Perhaps this abrogation of the principles of liberal pluralism can be defended. Many of its advocates certainly have the highest motives. But it should at least be announced and debated, rather than advanced by bureaucratic and judicial fiat, while politicians, intimidated by the names they might be called, avert their eyes.
I look forward to Mr. Cohen’s further comments on the issue.
[Senator] Orrin G. Hatch
United States Senate
Senator Hatch and readers are referred to Carl Cohen’s article, “Justice Debased: The Weber Decision,” beginning on p. 43 of this issue—Ed.
To the Editor:
In his informative article, Carl Cohen writes that on Brian F. Weber’s side in the case of Steel-workers v. Weber is “the Anti-Defamation League of B’nai B’rith (with some associated non-Jewish ethnic groups. . .)”

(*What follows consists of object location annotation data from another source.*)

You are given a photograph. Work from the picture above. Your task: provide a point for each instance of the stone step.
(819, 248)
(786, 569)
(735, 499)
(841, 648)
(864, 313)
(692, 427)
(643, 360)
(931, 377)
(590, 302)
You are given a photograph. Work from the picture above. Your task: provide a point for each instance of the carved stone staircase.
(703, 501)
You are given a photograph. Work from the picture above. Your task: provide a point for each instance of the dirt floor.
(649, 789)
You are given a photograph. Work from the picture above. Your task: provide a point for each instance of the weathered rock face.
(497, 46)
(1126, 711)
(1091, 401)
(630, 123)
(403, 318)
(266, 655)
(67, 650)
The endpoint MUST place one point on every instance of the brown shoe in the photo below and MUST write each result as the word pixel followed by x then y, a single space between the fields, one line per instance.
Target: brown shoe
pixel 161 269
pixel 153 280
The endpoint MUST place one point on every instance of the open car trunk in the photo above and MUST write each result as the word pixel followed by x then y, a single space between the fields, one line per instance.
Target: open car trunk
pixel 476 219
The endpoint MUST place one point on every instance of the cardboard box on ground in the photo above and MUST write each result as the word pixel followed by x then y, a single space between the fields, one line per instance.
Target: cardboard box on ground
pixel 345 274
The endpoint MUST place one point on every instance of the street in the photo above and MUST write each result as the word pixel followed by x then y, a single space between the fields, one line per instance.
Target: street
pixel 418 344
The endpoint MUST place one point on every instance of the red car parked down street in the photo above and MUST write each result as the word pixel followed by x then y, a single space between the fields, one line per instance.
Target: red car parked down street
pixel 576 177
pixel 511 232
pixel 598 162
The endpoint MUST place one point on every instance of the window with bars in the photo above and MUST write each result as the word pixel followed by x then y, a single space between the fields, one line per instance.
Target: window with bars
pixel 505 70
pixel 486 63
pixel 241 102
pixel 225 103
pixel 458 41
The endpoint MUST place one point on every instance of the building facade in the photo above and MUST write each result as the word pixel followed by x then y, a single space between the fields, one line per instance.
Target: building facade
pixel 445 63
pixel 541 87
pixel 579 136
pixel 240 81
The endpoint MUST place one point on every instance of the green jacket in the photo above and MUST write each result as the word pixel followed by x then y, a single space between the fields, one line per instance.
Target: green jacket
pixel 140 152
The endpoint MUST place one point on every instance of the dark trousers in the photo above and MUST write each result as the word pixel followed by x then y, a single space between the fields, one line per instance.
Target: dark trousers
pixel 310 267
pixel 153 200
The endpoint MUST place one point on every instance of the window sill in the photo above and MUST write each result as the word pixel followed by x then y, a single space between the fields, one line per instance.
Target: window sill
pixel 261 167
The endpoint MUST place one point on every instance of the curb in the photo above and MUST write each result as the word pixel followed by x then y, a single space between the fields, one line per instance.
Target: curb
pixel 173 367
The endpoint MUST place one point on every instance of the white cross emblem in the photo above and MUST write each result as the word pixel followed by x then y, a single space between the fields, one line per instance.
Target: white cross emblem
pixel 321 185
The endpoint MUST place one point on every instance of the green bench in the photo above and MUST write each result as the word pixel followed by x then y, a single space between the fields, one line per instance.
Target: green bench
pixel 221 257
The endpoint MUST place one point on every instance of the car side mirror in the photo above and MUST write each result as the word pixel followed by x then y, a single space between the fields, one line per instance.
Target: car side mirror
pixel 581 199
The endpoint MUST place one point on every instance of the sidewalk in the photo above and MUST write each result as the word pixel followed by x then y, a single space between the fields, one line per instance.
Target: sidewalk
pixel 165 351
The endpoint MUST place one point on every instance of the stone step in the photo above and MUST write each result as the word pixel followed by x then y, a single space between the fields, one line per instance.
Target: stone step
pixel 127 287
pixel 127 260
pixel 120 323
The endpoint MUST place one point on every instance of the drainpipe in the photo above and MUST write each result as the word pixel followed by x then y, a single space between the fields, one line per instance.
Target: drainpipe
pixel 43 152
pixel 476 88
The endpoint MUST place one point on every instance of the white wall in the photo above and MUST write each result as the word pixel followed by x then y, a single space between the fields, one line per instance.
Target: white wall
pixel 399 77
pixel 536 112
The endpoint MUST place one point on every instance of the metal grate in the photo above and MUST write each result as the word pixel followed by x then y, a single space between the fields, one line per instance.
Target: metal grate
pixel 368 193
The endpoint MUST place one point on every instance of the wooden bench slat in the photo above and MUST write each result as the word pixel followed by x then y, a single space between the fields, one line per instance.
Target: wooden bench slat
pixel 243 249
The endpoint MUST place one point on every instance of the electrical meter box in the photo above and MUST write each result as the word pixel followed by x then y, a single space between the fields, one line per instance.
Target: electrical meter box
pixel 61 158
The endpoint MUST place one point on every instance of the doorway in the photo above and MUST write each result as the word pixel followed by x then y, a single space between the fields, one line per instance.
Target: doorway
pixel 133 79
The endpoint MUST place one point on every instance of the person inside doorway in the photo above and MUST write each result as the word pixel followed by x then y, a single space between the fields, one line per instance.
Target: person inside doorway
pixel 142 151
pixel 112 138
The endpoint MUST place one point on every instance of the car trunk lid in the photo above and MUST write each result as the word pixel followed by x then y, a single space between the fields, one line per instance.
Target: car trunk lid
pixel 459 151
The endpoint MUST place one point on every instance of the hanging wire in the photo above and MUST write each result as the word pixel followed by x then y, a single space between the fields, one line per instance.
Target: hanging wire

Mr. Cohen apparently is unaware that a powerful amicus curiae brief in behalf of Weber was filed by the Committee on Academic Nondiscrimination and Integrity. Our Committee is not an ethnic group and has been fighting for many years, together with the University Centers for Rational Alternatives, against the policies of reverse discrimination illegitimately read into the programs of affirmative action by HEW and other agencies of government.
New York City
Carl Cohen writes:
I was indeed unaware of the brief of the Committee on Academic Nondiscrimination and Integrity. My apologies.